The notion that Russian leader Vladimir Putin used hackers to try to meddle in the recent U.S. presidential elections is an upsetting one for many Americans. Yet even if the allegations are indeed true, Moscow simply took a page directly out of longstanding American foreign policy.
For at least seven decades, Washington has been actively seeking to influence the results of foreign elections.
The first such case is thought to be in 1947, when the Truman administration feared that political parties sympathetic to the communists might win the Italian elections. In an interview with the George Washington University-based National Security Archive, F. Mark Wyatt, a career CIA operative, recalled the CIA’s involvement.
“We had bags of money that we delivered to selected politicians, to defray their expenses, their campaign expenses, for posters, for pamphlets, what have you. And, we did many things to assist those selected Christian Democrats, Republicans … and the other parties as well that … could keep the secret of where their funds came from,” Wyatt recalled.

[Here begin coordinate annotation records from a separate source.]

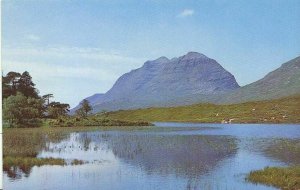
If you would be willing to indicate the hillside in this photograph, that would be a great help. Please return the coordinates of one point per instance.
(284, 81)
(285, 110)
(184, 80)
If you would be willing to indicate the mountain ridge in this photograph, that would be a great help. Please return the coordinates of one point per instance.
(190, 79)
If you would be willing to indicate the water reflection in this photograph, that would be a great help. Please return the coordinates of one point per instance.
(156, 160)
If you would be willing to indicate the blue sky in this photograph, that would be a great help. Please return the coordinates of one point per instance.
(74, 49)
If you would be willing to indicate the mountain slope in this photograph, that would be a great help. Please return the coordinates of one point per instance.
(284, 110)
(92, 100)
(162, 82)
(284, 81)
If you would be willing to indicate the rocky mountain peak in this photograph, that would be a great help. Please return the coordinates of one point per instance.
(194, 55)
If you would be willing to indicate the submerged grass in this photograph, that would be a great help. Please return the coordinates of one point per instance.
(283, 178)
(24, 144)
(29, 162)
(285, 110)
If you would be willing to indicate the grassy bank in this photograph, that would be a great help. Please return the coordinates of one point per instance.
(90, 121)
(285, 110)
(283, 178)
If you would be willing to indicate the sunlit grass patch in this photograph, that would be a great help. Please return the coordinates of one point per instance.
(284, 178)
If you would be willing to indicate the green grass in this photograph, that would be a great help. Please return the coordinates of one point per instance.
(283, 178)
(285, 110)
(94, 120)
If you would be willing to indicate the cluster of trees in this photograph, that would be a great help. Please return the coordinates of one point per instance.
(22, 105)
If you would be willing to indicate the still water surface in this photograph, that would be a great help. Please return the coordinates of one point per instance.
(173, 156)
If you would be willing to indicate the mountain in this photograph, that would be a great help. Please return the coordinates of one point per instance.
(168, 82)
(284, 81)
(92, 99)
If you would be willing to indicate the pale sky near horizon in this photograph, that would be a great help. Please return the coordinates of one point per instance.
(74, 49)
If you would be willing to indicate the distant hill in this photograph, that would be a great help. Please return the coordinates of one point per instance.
(284, 81)
(284, 110)
(92, 100)
(163, 82)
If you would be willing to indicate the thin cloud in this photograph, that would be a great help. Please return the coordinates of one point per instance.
(32, 37)
(186, 13)
(64, 71)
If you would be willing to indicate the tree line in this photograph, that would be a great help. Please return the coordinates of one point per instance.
(24, 107)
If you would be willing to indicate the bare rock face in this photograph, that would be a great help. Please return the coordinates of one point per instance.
(162, 82)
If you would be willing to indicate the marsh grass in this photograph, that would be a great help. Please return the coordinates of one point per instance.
(283, 178)
(285, 110)
(94, 120)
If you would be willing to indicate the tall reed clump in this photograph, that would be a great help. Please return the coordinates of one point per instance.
(283, 178)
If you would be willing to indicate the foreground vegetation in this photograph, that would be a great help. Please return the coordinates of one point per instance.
(283, 178)
(285, 150)
(284, 110)
(21, 146)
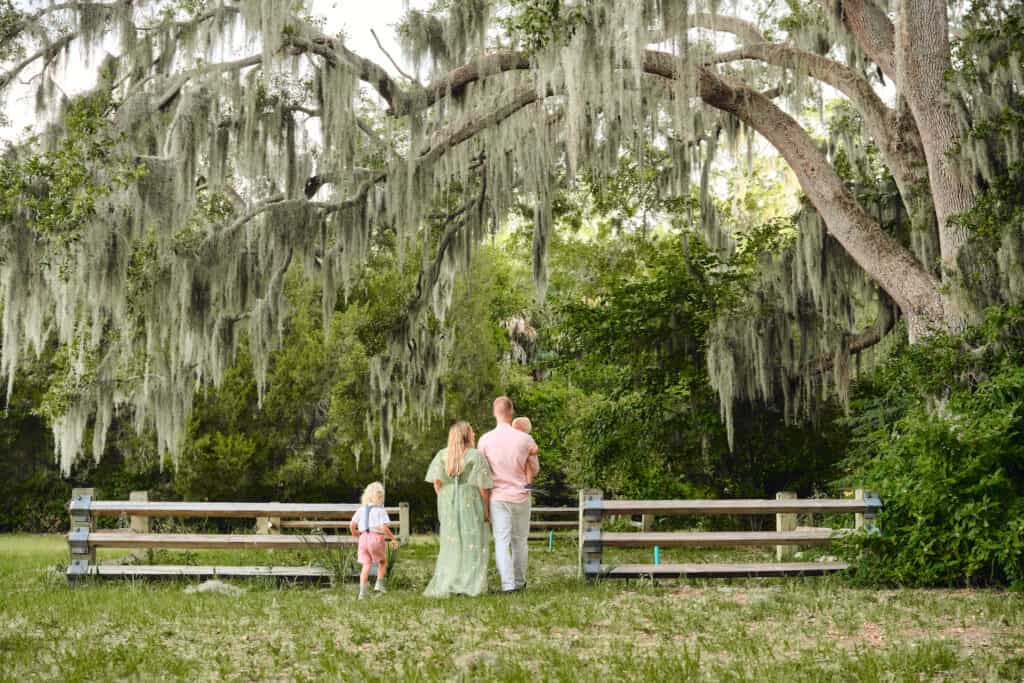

Millions of American dollars were funneled to politicians sympathetic to American interests, assistance was given to anti-communist newspapers, and the CIA even made ample use of cartoonists in their successful bid to sway a democratic election.
Satisfied with the fruits of their labors, the U.S. began to initiate such efforts in numerous elections to come, in Italy as well as in other countries throughout the globe.
“We didn’t know at that time that we had carried out the first political action, covert political action program, in the history of American intelligence — that would be followed by many, many, many more.”
Last July, a Congressional investigation found evidence that the State Department gave financial support to an NGO which unsuccessfully sought to block Prime Minister Binyamin Netanyahu’s reelection in 2015.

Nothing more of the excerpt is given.